Future challenges 1,2,3

 

Final Review
Sat Southern California Regional Systems Biology Conference (February 9th 2019)

*Laboratory modules (tentative titles and instructors):

A. Cancer Signaling Networks (Razorenova and Bardwell)

A.1: Modeling and analysis of cancer signaling networks

A.2: Synthetic lethality in cancer therapeutics (A.2 may not necessarily be given every year)

B. Role   of  environmental   mutagenesis   in              driving   cancer:   characterization   using   duplex      DNA sequencing (Ganesan, Cinquin)

C. Imaging & Modeling of Tumor Metabolism (Gratton, Digman, Waterman, Lowengrub)

D. Single-cell analysis of intratumor heterogeneity and its role in drug resistance (Kessenbrock, Lawson, Van Etten, Nie)

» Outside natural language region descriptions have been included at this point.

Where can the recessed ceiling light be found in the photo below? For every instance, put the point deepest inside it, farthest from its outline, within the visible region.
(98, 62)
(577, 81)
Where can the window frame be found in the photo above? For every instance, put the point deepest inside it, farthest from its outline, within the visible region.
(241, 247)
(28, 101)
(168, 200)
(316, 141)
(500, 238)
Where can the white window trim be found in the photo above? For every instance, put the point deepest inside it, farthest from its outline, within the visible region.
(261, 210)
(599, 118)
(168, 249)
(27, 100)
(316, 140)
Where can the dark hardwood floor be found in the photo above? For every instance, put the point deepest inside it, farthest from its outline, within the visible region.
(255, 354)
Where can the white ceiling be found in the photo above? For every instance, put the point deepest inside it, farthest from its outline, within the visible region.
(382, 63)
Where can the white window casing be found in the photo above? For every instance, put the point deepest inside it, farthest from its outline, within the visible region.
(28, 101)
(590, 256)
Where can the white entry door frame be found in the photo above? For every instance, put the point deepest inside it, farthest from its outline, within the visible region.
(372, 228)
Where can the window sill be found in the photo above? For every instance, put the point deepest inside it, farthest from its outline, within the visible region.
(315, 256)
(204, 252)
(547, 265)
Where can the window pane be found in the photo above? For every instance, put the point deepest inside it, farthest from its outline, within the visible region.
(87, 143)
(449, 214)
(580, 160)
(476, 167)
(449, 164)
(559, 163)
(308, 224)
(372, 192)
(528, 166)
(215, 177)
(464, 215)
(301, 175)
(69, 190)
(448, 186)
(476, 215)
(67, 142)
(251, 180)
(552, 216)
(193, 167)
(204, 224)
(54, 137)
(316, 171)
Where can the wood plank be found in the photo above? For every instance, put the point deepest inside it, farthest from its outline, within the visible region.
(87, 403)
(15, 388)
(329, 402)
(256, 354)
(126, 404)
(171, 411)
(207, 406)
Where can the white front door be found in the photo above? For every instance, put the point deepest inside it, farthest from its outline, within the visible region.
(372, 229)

E. Tumor-On-A-Chip: Laboratory experiments and mathematical modeling of In Vitro Microphysiological Tumors (Hughes, Lowengrub, Waterman)

 

Continuing post-course education support and online resource sharing

The course structure (small class size, guided group tutorials, small group/team projects, prolonged instructor interactions) and mix of participants with diverse training backgrounds and skills is a conducive environment for building meaningful connections among participants and faculty trainers. We aim to encourage these interactions to grow after the course.

To address this goal, we will support continuing alumni educational interaction through social networking opportunities. Our course website will be maintained with regular content updates: course materials, tutorials and videos, as well as interactive community features. However, because few individuals are willing to devote time to new online forums, we will establish a targeted LinkedIn user group, focused on Cancer Systems Biology.

We intend to actively engage our course alumni by opening a monthly discussion of a significant research article (chosen by members of the UCI Cancer Research Institute or teaching faculty or through member recommendation or polling). Members will be encouraged to contribute information they have found useful or of interest. To achieve critical mass in user group membership we will include UCI graduate students who served as course assistants and invite students, postdocs or researchers from related programs and institutions. We believe this will keep alumni actively engaged in the growing cancer systems biology community and provide them with continuing educational support that in time will become self-sustaining.